Breslau et al (SEE ARTICLE) examined whether traumatic events increased the risk for substance use disorders independent of posttraumatic stress disorder (PTSD). They found elevated risk of nicotine dependence and drug disorder in trauma victims with PTSD but not in the absence of PTSD, compared with unexposed persons. Trauma did not predict alcohol disorder either in the presence or the absence of PTSD. Posttraumatic stress disorder might be a causal factor in nicotine and drug use disorders.

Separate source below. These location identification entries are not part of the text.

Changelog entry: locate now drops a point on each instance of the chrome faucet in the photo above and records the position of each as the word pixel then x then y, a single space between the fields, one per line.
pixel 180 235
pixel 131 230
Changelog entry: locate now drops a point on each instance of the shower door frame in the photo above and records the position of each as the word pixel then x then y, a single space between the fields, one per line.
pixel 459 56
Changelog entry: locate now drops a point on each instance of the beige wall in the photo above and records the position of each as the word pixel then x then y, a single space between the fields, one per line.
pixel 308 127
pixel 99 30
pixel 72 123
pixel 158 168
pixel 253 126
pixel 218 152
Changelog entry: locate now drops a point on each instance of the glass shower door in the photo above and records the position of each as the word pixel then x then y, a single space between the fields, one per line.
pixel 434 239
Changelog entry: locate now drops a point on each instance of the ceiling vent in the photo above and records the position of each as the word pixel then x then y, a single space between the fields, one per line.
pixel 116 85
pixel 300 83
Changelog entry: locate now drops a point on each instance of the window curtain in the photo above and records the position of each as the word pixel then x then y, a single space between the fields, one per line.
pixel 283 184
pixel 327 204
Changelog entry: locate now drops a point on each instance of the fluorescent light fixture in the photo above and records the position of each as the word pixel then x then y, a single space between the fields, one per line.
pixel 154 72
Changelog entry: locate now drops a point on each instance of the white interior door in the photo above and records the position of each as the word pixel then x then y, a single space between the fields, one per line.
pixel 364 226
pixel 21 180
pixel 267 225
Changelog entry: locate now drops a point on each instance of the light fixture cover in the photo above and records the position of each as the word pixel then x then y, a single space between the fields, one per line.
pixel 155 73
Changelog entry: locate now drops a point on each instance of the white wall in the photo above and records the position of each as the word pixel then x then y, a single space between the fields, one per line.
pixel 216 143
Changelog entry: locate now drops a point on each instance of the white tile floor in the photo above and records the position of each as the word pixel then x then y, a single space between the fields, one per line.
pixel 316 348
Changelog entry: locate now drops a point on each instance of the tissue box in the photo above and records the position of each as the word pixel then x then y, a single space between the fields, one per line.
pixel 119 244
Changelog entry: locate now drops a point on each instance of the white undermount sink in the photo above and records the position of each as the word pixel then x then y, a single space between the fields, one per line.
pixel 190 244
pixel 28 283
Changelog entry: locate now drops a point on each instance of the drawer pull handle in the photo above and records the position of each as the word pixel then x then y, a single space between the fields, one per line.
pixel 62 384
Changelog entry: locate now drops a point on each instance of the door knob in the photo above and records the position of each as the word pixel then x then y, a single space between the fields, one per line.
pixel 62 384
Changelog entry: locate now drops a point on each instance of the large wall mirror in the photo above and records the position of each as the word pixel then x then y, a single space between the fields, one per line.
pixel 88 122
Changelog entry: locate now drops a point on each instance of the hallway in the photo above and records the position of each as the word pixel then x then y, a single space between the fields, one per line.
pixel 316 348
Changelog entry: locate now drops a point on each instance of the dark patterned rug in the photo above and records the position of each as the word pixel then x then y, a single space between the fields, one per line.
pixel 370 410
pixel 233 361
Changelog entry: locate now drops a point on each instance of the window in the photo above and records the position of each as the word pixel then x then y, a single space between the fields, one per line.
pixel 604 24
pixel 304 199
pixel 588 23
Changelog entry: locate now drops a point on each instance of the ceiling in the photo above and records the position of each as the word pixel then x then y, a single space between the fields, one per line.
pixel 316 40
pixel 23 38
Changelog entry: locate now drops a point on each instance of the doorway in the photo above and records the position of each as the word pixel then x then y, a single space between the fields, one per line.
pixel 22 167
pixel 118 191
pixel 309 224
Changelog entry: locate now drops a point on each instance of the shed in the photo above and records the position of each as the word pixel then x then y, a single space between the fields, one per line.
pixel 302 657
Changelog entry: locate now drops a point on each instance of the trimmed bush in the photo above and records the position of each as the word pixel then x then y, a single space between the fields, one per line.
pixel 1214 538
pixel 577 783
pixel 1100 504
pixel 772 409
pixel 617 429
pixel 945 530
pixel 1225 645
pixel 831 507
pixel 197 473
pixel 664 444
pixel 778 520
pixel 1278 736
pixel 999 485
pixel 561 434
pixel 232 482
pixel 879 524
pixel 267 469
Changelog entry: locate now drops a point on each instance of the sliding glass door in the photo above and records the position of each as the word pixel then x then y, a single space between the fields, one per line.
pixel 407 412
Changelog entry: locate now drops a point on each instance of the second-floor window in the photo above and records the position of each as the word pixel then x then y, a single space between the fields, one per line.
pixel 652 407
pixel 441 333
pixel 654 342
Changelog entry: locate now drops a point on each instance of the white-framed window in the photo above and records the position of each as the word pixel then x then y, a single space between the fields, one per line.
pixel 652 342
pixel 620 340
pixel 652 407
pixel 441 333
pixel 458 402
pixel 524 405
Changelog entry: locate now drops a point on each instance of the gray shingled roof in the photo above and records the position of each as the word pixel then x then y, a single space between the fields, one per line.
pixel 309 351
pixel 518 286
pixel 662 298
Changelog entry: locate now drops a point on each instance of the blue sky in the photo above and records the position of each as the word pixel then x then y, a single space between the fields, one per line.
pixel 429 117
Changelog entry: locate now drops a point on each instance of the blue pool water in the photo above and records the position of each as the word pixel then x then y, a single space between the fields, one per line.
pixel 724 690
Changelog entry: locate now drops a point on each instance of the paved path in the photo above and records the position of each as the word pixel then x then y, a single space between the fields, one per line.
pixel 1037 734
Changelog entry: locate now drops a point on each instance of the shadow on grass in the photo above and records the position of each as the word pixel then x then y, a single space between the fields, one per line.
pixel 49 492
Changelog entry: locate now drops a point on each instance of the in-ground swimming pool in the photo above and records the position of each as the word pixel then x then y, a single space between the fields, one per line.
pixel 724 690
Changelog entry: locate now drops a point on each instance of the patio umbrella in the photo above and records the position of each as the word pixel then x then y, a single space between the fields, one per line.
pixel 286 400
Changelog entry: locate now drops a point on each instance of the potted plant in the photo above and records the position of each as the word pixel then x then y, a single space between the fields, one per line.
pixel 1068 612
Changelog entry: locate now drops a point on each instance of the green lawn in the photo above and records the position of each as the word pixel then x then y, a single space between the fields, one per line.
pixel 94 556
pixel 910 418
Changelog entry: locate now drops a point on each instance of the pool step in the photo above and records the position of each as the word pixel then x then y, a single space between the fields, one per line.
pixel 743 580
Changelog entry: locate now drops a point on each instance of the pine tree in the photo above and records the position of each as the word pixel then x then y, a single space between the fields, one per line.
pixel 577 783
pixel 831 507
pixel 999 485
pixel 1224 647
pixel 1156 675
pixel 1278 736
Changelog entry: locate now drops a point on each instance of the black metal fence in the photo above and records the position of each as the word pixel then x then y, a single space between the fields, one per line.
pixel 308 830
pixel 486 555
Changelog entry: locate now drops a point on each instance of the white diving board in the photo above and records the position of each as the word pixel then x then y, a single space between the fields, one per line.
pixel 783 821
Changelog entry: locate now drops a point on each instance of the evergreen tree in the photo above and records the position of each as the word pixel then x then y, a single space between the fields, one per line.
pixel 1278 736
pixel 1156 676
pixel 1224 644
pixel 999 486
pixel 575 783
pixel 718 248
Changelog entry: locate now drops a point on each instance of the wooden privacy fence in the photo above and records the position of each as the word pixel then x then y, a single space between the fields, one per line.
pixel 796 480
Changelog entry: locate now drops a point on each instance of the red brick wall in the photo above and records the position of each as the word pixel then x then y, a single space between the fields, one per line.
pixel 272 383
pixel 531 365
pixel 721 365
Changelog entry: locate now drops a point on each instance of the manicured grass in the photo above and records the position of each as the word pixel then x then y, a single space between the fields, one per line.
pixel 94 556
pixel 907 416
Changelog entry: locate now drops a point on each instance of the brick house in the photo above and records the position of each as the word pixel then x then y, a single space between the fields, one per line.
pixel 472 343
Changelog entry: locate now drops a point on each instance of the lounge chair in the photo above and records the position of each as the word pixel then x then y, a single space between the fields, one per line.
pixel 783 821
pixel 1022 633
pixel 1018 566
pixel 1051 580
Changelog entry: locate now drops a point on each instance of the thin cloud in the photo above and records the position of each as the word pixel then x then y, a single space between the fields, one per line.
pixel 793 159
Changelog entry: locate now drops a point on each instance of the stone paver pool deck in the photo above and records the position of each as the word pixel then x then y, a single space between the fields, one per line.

Chronic high-frequency stimulation of the subthalamic nucleus is a relatively new therapy in the treatment of advanced stages of Parkinson disease. Schneider et al (SEE ARTICLE) investigated the acute effects of this stimulation on emotional, cognitive, and motor functions in patients with Parkinson disease and compared them with a dopaminergic challenge. They found that subthalamic nucleus stimulation selectively improved emotional memory, mood induction effect, and self-reported well-being, as well as motor functions. Cognitive functions remained unaffected.

Toomey et al (SEE ARTICLE) used a co-twin control research design to examine whether there are residual deficits in neuropsychological functioning 1 year past cessation of heavy stimulant abuse. Twins were administered a neuropsychological test battery assessing attention, executive functioning, motor skills, intelligence, and memory. Abusing twins demonstrated deficits in motor skills and attention, but also showed a strength on one measure of attention, visual vigilance.

Calcyon is a member of a novel group of dopamine D1 receptor interacting proteins capable of modifying the function of this receptor. In a postmortem study, Koh et al (SEE ARTICLE) report that the levels of calcyon are nearly doubled in the prefrontal cortex in individuals with schizophrenia as compared with controls or individuals with bipolar disorder or depression.